自分の生涯においての最初のルー・リード体験。 1976年のポスト・ビートルズ・エイジ、第二期ブリティッシュ&黒船インベイジョン、そしてパンク到来の1977年に至る。そこにおいて語る事のできたルー・リード。それは当時のポップな音楽誌の最右翼『MUSIC LIFE』の中で端的に語られた、端的にしか語る事の出来なかったキャラクターそのもの?


そう、多くの解りやすいゴシップやイメージを増長させるエピソードがもたらす。ステージ上でのパフォーマンス中のヘロイン注射とか?バイ・セクシャルを明言してのミック・ジャガー(Mick Jagger)やデヴィッド・ボウイ(David Bowie)との仮初めの恋愛草子とか? もうね、子供だった自分にとって当時のリードに感じていたのは嫌悪感そのものだったな。嫌悪の対象そのもの。何で音楽観云々以前にこんな価値観を検証しなきゃいけないんだよ!?って感じ。そりゃそうだ、中学生に解るような安易なカルチャーではなかったのだよ。それを支えるシーン全体も。 1976年の日本の音楽/洋楽ファンってことで言うと、先月の『アビイ・ロード(Abbey Road)』写真展の記述でも個人的なビートルズ(The Beatles)エピソードについて触れさせて頂いた通り、〈第二期ビートル・マニア〉の誕生黎明期っていう意味で重要な時代であったし、クイーン(Queen)、キッス(Kiss)そしてエアロスミス(Aerosmith)がロック新御三家として人気を集め始めていて、女の子達はベイ・シティ・ローラーズ(Bay City Rollers)に夢中でって感じで、もうもの凄く日本のロック・ファンは〈健全〉だったのだ。自分も含めてね。パンクが来なければルー・リードを聴こうなんて思わなかったかもね。

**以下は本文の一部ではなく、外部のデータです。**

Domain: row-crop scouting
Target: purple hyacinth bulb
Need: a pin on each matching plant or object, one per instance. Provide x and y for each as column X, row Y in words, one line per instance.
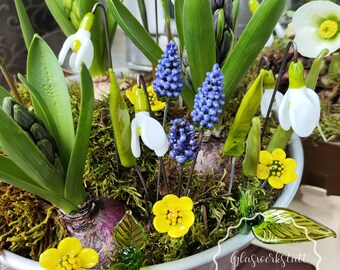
column 182, row 140
column 209, row 99
column 168, row 82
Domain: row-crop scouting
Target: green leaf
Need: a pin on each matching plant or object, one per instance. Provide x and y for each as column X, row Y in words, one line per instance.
column 179, row 21
column 130, row 233
column 250, row 44
column 135, row 31
column 313, row 74
column 234, row 145
column 199, row 41
column 25, row 24
column 282, row 226
column 26, row 155
column 60, row 16
column 45, row 74
column 13, row 175
column 3, row 93
column 74, row 188
column 121, row 123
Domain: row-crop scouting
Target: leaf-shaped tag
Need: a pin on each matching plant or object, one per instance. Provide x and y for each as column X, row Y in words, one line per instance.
column 129, row 232
column 282, row 226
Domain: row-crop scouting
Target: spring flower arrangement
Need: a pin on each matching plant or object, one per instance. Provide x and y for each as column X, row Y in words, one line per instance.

話をルー・リードに戻そう。 本格的に自分が彼の世界観に耽溺し始めたのは10代の終わり頃からだったと思う。最初はね、やっぱりあれだ、「ルー・リードを聴いているとカッコ良い!」っていう若気の至りがきっかけだったかな(苦笑)。でも気付いたら自分にとってなくてはならない存在となった。ポール・ウェラー(Paul Weller)とリードとプリンス(Prince)とジョニ・ミッチェル(Joni Mitchell)が自分のロック/ポップス嗜好性の羅針盤を創ってくれているのだが、その中で人生観にまで影響を与えてくれたのがウェラーとリードだ。
彼のキャリアについて。あんまりマニアックな事を書くつもりは無いのだけれど。
どうしても、あれだね。リードはさ、〈比較文化論〉みたいなところで語られちゃうんだろうね。もちろん〈絶対〉の才能なんだけれど、受け手がさ、自分等も含めた受け手がチャンとしていなかったことによる問題や検証必要事項が山積みで、結果チャンとした結論を導きだせるまでに様々な勝手な憶測、イメージが生まれちゃうっていう。

あぁ、ここで書きたい事は山ほどある。触れたい作品や関係の深かったアーティストの名前も枚挙に暇がない。でも敢えてそこには向かいません。単体の情報や評価ではルー・リードの本質を浮かび上がらせる為には不可能だから。彼は全体をもって作品となり、ルー・リードとなるから。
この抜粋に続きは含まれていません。